In my work, I try to answer a number of fascinating questions about these cosmic structures: how they were formed, what they are made of, or what they can teach us about the nature and content of our Universe.
In this purpose, I take part in large surveys of the extragalactic skys in the X-ray waveband, in which the hot gas that permeates clusters glow. I have a leading role in the XXL survey, the largest contiguous X-ray survey undertaken by ESA's XMM satellite, and I am actively involved in SRG/eROSITA, a German/Russian mission to perform the next generation X-ray all sky survey (start scheduled in 2019). In such surveys, one can detect new, large samples of galaxy clusters to study their properties in an unbiased way, and use the mass and space distribution of galaxy clusters to gain insights on the underlying cosmological models.

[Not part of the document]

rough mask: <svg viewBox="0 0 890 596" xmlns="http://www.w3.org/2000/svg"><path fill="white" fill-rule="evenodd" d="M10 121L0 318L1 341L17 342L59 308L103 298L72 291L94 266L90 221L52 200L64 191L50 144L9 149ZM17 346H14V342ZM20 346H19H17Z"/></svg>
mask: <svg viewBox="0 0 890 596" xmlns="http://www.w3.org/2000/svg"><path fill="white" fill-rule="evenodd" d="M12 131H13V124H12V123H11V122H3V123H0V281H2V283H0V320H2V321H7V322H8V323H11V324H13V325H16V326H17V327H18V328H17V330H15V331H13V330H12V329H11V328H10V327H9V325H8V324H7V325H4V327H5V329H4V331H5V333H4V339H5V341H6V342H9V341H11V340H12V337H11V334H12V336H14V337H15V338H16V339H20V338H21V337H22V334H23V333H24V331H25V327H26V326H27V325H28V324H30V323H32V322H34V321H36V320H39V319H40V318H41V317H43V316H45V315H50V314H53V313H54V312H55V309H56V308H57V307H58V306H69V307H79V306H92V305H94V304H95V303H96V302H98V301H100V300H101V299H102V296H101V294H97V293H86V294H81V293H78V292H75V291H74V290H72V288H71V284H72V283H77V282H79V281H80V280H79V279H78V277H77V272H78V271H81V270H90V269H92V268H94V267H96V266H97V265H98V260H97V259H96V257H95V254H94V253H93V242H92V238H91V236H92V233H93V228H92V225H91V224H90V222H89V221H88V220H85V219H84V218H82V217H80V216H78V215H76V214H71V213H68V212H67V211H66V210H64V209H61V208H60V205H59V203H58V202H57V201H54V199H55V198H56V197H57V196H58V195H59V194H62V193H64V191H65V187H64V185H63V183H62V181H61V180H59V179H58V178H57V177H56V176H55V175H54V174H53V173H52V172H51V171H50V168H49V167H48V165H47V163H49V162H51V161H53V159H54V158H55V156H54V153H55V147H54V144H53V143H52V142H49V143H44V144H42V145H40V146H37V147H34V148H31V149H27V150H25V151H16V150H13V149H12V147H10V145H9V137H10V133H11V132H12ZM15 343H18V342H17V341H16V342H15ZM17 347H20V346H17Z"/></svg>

For a fresh perspective, I also take part in the ESA Euclid mission, which will permit to detect and study galaxy clusters from the optical emission of their galaxies in a large survey and measure their total masses using graviationnal lensing effects.
Aside from surveys, I investigate the physics of galaxy clusters by means of detailed multi-wavelength follow-up programs of representative sub-samples. Examples of such projects are eeHIFLUGCS (which focuses on the ~380 X-ray brightest clusters in the sky) and APEX-SZ (a combined lensing/X-ray/millimeter study of ~30 clusters). In the future, I also hope to study the galaxy clusters discovered in all those large surveys using ESA's next X-ray observatory, Athena, planned for 2028.